The 5′-flanking region of the rat IL-12Rβ2 gene. The genomic DNA was extracted from the tail of HAM-susceptible (WKAH) and HAM-resistant (ACI, LEW) rats, and then the 5′-flanking region of the IL-12Rβ2 gene was amplified by nested PCR. The PCR products were purified and subjected to direct sequencing. Shaded sequences represent potential SP-1 or GATA-3 binding sites. +1 represents a tentatively assigned transcription start site deduced from the data available for the mouse IL-12Rβ2 gene.

Figure 7

The amount of IL-12Rβ2 mRNA in the spinal cord and cerebrum was quantified by real-time RT-PCR. Samples were obtained from rats 7 months after HTLV-1 infection (black columns) and from age-matched uninfected controls (white columns). Results of experiments performed in triplicate were evaluated as relative expression levels to the GAPDH gene.
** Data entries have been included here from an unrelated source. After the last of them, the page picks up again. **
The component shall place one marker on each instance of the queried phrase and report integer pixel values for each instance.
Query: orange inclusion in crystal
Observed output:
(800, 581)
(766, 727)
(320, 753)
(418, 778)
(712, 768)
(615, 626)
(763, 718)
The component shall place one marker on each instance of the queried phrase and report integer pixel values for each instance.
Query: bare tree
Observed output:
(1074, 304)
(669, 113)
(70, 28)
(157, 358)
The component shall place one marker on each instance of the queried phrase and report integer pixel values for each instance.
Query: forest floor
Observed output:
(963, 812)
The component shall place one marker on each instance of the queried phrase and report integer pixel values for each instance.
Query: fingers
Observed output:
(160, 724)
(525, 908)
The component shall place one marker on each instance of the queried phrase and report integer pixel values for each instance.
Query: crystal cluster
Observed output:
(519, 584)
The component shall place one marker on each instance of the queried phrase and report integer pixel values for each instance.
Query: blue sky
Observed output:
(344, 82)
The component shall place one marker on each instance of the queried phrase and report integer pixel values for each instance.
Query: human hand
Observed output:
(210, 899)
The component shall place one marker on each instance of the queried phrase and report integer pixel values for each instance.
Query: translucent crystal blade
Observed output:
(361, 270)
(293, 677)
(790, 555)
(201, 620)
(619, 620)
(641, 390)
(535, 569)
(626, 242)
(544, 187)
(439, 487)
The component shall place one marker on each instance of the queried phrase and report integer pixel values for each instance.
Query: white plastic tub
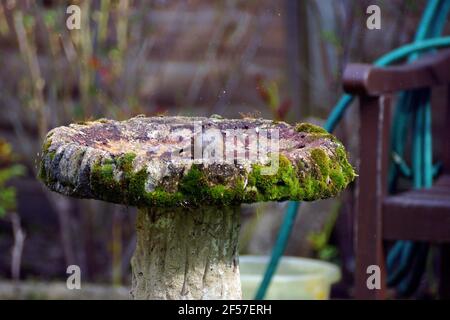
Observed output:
(296, 278)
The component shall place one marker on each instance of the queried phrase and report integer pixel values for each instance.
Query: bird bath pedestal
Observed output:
(188, 177)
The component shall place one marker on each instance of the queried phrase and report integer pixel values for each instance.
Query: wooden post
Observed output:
(374, 144)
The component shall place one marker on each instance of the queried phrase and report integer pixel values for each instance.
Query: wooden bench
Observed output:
(419, 215)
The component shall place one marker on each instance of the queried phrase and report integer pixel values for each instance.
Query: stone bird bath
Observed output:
(188, 177)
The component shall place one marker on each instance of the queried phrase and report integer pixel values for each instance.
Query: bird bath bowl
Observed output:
(295, 279)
For each strain, the expression level of IL-12Rβ2 mRNA in the cerebrum of uninfected control rats was set as 1. Relative expression levels (mean ± SD values) were determined from the experiments done independently three times. In each group, at least three rats were used. *P < 0.05.

Figure 8

The amounts of IL-23p19, IL-12Rβ1, IL-23R, IL-27, and IL-27R (WSX-1) mRNAs in the spinal cord and cerebrum were quantified by real-time RT-PCR. Samples were obtained from WKAH rats 7 months after HTLV-1 infection (black columns) and from age-matched uninfected controls (white columns). In each group, at least three rats were used. Results of experiments done in triplicate were evaluated as relative expression levels to the GAPDH gene. Data from experiments done independently three times are represented as the fold increase (mean ± SD values) to the data without infection (white columns). *P < 0.05.